Thomas Ruff, Zeitungsphotos, 1991. Lithographs, twenty-four parts, each: 20 × 16 inches (50.8 × 40.6 cm). Gift of Sandra and Gerald Fineberg. Courtesy the artist and David Zwirner, New York/London. © Thomas Ruff
Thomas Ruff, along with Andreas Gursky and Thomas Struth, is one of the contemporary artists who have most significantly transformed the medium of photography. Meeting while students at the Kunstakademie Düsseldorf, the three emerged in the late 1980s as artists who would influence a rising generation of photographers. Like Gursky and Struth, Ruff is known for exceedingly large-scale prints of digitally manipulated but seemingly realistic images.
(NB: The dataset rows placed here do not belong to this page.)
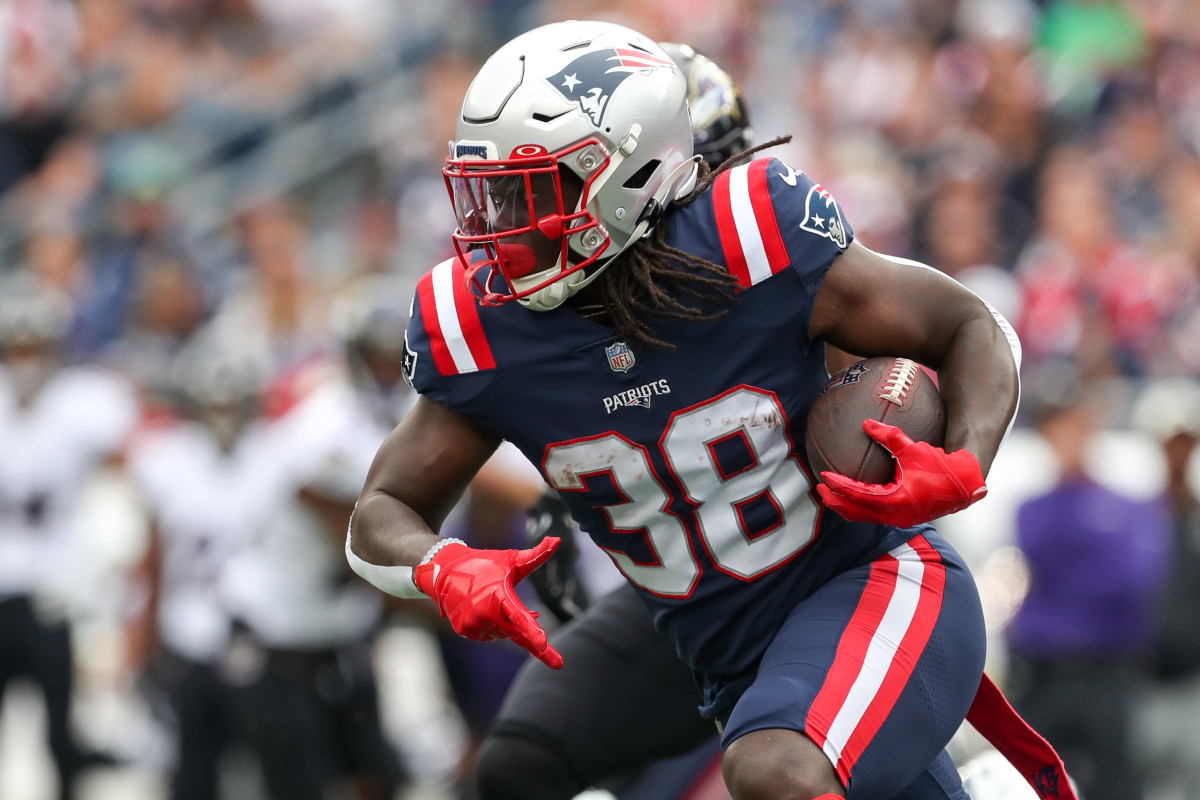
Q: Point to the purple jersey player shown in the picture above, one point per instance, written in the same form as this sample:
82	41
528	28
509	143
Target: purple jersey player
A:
652	335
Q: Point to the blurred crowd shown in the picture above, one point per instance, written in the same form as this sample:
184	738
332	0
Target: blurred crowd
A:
213	211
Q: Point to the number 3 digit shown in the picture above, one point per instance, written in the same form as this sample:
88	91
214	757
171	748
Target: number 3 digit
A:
772	475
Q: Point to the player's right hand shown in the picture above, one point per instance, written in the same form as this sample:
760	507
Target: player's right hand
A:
475	590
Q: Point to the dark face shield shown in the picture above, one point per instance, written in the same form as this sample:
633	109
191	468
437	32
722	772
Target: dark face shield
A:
520	212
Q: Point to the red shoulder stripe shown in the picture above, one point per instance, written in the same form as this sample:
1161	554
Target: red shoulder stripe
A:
450	316
727	230
442	359
765	212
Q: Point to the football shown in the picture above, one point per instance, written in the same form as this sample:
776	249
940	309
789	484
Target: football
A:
891	390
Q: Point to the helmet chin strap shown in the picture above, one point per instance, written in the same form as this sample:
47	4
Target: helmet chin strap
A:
556	294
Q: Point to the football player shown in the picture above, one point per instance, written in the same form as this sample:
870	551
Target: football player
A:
59	423
651	335
623	698
209	482
312	711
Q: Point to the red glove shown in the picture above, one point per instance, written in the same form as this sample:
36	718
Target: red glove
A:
929	482
474	590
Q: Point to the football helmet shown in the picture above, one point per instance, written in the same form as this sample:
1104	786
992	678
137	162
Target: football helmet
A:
220	386
33	313
720	119
571	139
989	776
35	322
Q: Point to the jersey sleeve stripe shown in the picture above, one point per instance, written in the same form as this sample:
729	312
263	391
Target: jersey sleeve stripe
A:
745	221
906	584
451	320
727	230
442	358
765	212
471	324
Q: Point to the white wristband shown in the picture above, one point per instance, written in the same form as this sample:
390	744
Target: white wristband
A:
394	579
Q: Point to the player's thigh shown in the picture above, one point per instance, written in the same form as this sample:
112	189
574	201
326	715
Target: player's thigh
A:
622	699
877	668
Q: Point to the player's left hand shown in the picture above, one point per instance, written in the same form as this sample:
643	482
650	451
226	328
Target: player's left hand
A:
929	482
475	590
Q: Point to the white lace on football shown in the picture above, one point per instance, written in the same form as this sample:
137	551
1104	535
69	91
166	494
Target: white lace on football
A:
904	373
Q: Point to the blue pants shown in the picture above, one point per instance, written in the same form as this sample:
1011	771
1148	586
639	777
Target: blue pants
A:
879	668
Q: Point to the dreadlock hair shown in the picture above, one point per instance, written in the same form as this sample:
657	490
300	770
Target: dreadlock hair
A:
653	275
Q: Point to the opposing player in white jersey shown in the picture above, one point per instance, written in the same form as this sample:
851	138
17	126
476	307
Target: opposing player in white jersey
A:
312	710
210	482
547	743
58	425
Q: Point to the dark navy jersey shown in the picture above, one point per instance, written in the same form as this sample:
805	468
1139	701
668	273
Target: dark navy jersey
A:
687	465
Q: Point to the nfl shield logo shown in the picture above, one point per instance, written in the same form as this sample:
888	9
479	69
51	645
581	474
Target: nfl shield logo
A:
621	359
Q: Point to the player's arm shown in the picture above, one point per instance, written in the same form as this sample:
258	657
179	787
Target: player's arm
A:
876	305
417	477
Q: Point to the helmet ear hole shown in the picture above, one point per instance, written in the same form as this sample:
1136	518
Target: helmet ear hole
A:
639	179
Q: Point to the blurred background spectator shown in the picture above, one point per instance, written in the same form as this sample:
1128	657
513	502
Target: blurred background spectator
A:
226	168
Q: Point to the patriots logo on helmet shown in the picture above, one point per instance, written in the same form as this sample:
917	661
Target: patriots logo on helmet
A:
593	77
851	374
822	216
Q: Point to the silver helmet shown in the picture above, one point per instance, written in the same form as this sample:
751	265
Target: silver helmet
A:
591	107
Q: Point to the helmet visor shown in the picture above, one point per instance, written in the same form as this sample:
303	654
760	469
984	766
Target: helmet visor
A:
489	200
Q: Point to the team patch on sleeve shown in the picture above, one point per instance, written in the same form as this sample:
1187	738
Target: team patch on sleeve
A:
450	317
822	216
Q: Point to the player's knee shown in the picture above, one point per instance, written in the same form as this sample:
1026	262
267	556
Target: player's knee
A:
514	768
778	765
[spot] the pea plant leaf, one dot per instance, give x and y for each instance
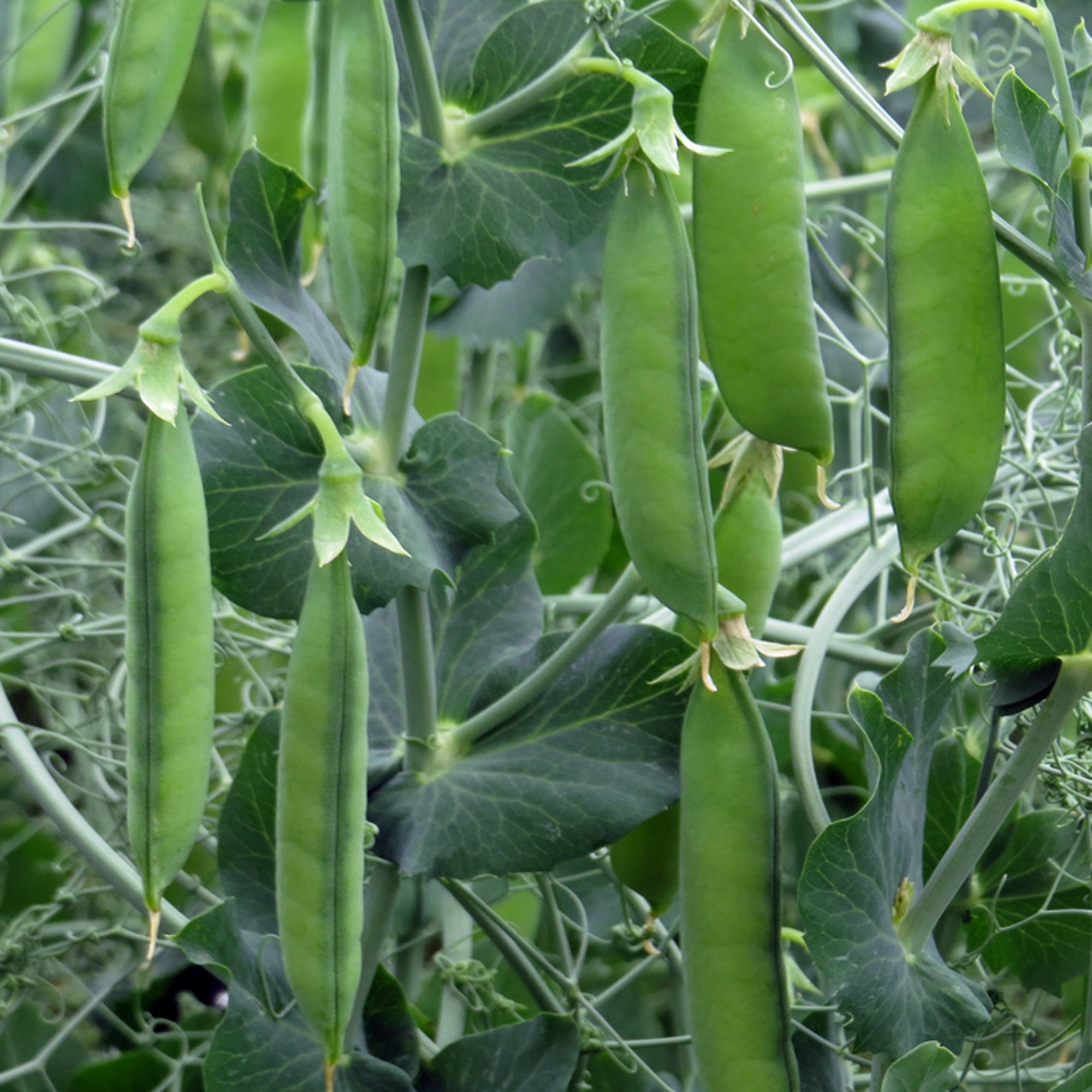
(1029, 136)
(857, 868)
(265, 468)
(538, 1055)
(1034, 906)
(928, 1069)
(474, 211)
(563, 482)
(1050, 612)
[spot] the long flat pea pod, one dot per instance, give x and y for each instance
(751, 244)
(731, 895)
(651, 399)
(946, 329)
(362, 167)
(170, 657)
(322, 806)
(150, 55)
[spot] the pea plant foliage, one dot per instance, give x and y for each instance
(352, 319)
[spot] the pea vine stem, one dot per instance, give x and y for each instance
(1074, 682)
(100, 854)
(612, 608)
(426, 85)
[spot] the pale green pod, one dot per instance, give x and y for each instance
(170, 656)
(322, 806)
(362, 167)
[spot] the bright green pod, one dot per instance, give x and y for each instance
(362, 167)
(749, 538)
(150, 56)
(651, 399)
(170, 656)
(946, 329)
(322, 806)
(751, 245)
(731, 892)
(647, 860)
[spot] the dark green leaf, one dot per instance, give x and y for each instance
(928, 1069)
(266, 468)
(538, 1055)
(246, 833)
(477, 213)
(562, 480)
(252, 1052)
(584, 764)
(1050, 612)
(856, 868)
(1029, 137)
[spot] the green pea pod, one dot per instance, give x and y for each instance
(946, 329)
(733, 967)
(170, 657)
(150, 56)
(751, 245)
(652, 402)
(749, 538)
(322, 806)
(362, 167)
(647, 860)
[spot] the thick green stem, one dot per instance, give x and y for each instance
(508, 109)
(419, 675)
(97, 851)
(508, 944)
(1074, 682)
(406, 361)
(430, 100)
(868, 568)
(548, 673)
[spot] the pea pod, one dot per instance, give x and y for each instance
(362, 167)
(751, 245)
(651, 399)
(946, 329)
(322, 806)
(170, 657)
(733, 966)
(151, 49)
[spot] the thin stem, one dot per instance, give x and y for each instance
(426, 85)
(506, 110)
(508, 944)
(612, 608)
(864, 572)
(103, 858)
(406, 361)
(419, 673)
(993, 810)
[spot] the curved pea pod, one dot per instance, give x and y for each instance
(647, 860)
(651, 399)
(151, 49)
(170, 657)
(362, 167)
(749, 536)
(322, 806)
(751, 245)
(733, 967)
(946, 329)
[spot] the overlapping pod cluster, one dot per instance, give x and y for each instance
(150, 54)
(751, 244)
(946, 334)
(170, 657)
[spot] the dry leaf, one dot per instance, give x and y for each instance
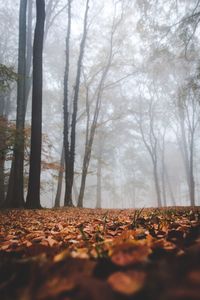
(127, 283)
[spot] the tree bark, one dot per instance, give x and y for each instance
(15, 194)
(33, 196)
(60, 180)
(157, 186)
(70, 151)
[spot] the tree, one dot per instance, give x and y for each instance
(91, 128)
(33, 196)
(70, 146)
(15, 194)
(150, 140)
(7, 75)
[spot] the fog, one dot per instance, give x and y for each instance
(141, 64)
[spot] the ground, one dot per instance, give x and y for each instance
(84, 254)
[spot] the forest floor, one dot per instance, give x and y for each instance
(87, 254)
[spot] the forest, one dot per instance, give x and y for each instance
(99, 149)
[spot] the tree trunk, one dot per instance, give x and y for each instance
(68, 197)
(71, 155)
(15, 194)
(3, 125)
(99, 169)
(33, 196)
(157, 186)
(192, 182)
(29, 52)
(60, 179)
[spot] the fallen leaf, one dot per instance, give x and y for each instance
(127, 283)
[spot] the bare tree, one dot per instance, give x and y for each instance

This series of reproduced newspaper photographs confounds the notion that the print source provides fundamental information about our world. The images included in this portfolio are incongruous, ranging from the spectacular to the banal: a space shuttle launch, two suited men sitting on a park bench engaged in conversation, a bird perched on a ledge, a lively dance scene. Some are portraits, including an internationally recognizable figure such as Chairman Mao or an anonymous girl. In a 1991 article on Ruff’s well-known Portraits series and the Zeitungsphotos, Norman Bryson and Trevor Fairbrother noted that the newspaper images place “the private and the public radically out of phase,” arguing that the voyeuristic nature of these images taps into the sense of anxiety over the prevalence of surveillance in our times.
Alongside works by Philip-Lorca diCorcia, Rineke Dijkstra, Nan Goldin, Boris Mikhailov, and Collier Schorr, Zeitungsphotos fleshes out an increasingly strong collection of works by important contemporary photographers held by the ICA/Boston.